Someone should tell the MTA that not all contract negotiations have to get serious after a contract has expired. Sometimes, they can wrap the whole thing up months before—and they can even include good news for employees. Take hotel workers, for instance. If their new contract is ratified on Monday (months before the old one ends) not only will workers start making more, but some of them will be getting outfitted with personal panic buttons—to try and prevent DSK 2: The Wrath Of Kahn, naturally.
Of course, nobody is willing to say on the record that the provision, which will equip certain employees with "devices to be carried on their persons at work that they can quickly and easily activate to effectively summon prompt assistance to their location," is in response to DSK—but let's call a spade a spade. The panic buttons should start showing up in the next year and will go to "housekeepers, room-service waiters and even the attendants who stock the minibars." Their main function will be to call for help.
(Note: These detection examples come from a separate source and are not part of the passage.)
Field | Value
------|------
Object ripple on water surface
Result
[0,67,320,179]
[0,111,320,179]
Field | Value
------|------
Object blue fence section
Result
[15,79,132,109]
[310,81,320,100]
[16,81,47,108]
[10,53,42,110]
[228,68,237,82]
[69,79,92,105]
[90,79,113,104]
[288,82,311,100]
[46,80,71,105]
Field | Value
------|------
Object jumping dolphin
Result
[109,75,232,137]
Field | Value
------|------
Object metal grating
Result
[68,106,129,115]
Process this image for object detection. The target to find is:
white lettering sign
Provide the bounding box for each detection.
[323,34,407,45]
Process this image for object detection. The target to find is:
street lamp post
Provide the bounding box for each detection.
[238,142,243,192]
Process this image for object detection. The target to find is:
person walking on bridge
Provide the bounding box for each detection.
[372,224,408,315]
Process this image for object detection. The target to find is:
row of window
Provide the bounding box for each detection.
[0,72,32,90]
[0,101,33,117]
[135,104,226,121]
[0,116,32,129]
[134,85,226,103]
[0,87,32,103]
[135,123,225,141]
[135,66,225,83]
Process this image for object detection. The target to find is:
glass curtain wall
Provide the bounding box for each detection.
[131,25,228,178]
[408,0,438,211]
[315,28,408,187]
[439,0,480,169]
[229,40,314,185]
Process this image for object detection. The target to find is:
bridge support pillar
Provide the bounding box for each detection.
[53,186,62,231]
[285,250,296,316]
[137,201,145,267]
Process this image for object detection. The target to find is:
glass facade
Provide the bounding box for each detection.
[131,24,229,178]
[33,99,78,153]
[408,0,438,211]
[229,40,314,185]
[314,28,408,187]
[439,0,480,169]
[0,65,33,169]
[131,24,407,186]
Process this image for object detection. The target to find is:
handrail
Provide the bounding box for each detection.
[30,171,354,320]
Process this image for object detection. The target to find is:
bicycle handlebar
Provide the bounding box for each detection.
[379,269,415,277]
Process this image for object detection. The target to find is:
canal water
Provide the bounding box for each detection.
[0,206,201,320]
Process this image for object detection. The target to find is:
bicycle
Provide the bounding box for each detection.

And panic buttons aren't the only positive things for hotel workers in the new contract! They also are going to get raises. A typical housekeeper, according to the hotel union, currently makes $46,337 today. In the future that should go up to $59,823. The workers are also getting to keep their insurance and will see hotel owners "gradually increase their contributions to the members’ pensions to 10.5 percent of total payroll, from 9 percent."
So how are hotel workers here able to get raises when the rest of America isn't? Its all about the tourists, baby! Last year New York had a record 50+ million tourists and those people had to stay somewhere. As Peter Ward, of the hotel union, puts it, our "hotel industry is in a unique bubble in New York City." And until the bubble pops, it's nice to see the workers get a bit more of the spoils.